Vamos por partes. Repito, há quem não tenha errado propositadamente. Porém, há claramente quem saiba que inverteu as prioridades de todos para ele próprio ser prioritário à frente de outro. E esses, os que erraram sabendo disso, não merecem impunidade e muito menos solidariedade. Merecem que os seus exemplos sejam averiguados e divulgados para que outros não os cometam. A impunidade, esta tolerância a estes crimes morais, não faz falta.

A vacinação indevida tornou-se um “novo-normal”. Diariamente nascem novos casos de quem passou à frente de alguém. Diariamente assistimos a justificações obtusas de alguém que sabe que errou e tarda em assumir. Diariamente ouvimos desgastarem governantes sobre como se pode conter esta “epidemia” de impunidade dos aproveitadores de algo que não têm (ainda) direito.

Este acumular de casos trouxe ao de cima várias premissas. Primeiro, que é manifestamente um erro assumirmos que a civilização evoluiu em 2020 num caminho com único sentido no foco da maior solidariedade humana. Segundo, que a classe social não confere imunidade à moralidade.
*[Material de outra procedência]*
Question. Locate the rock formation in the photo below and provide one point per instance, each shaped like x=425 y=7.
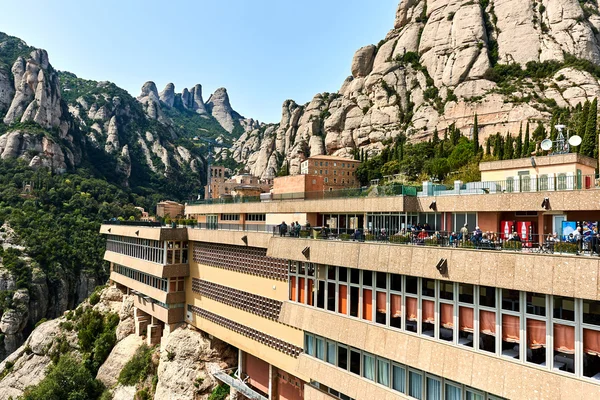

Terceiro, que a injustiça se manifesta muitas vezes em grupo, pelo acumular de casos isolados, e que nem sempre a força da razão vence a razão pela força. Quarto, o justo paga sempre pelo pecador.

Porém, sejamos sinceros, neste país há uma dúzia de casos “erráticos” conhecidos e talvez uma centena por conhecer ainda, mas falamos em mais de dez milhões de habitantes. Quando há vários pontos negros numa parede branca, nós conseguimos identificá-los bem, no entanto a parede não deixou de ser branca.

Portugal tem muito mais que estes incumpridores que nos preocupam – e bem - pelo que fazem. Portugal tem profissionais de saúde incríveis. Portugal demonstra diariamente, no bom lado das redes sociais, que tem autoridades disponíveis para auxiliar, desde a proteção civil aos bombeiros voluntários e demais forças de segurança, que são igualmente incríveis.

Temos a força de com menos que outros países fazer muito mais e melhor.

Mais coisas boas: Nas últimas 24 horas foram vacinados 8.826 portugueses. Neste momento temos 350.945 vacinas administradas em Portugal contra a COVID-19. Que estes números aumentem, com a chegada de mais doses de vacinas ao nosso país, e que continuemos unidos no caminho de recuperação e retoma da saúde pública face a esta doença.

Por estes dias, uma vacina contra a impunidade dos incumpridores não era de rejeitar, mas acredito que já temos imunidade de grupo contra as más exceções.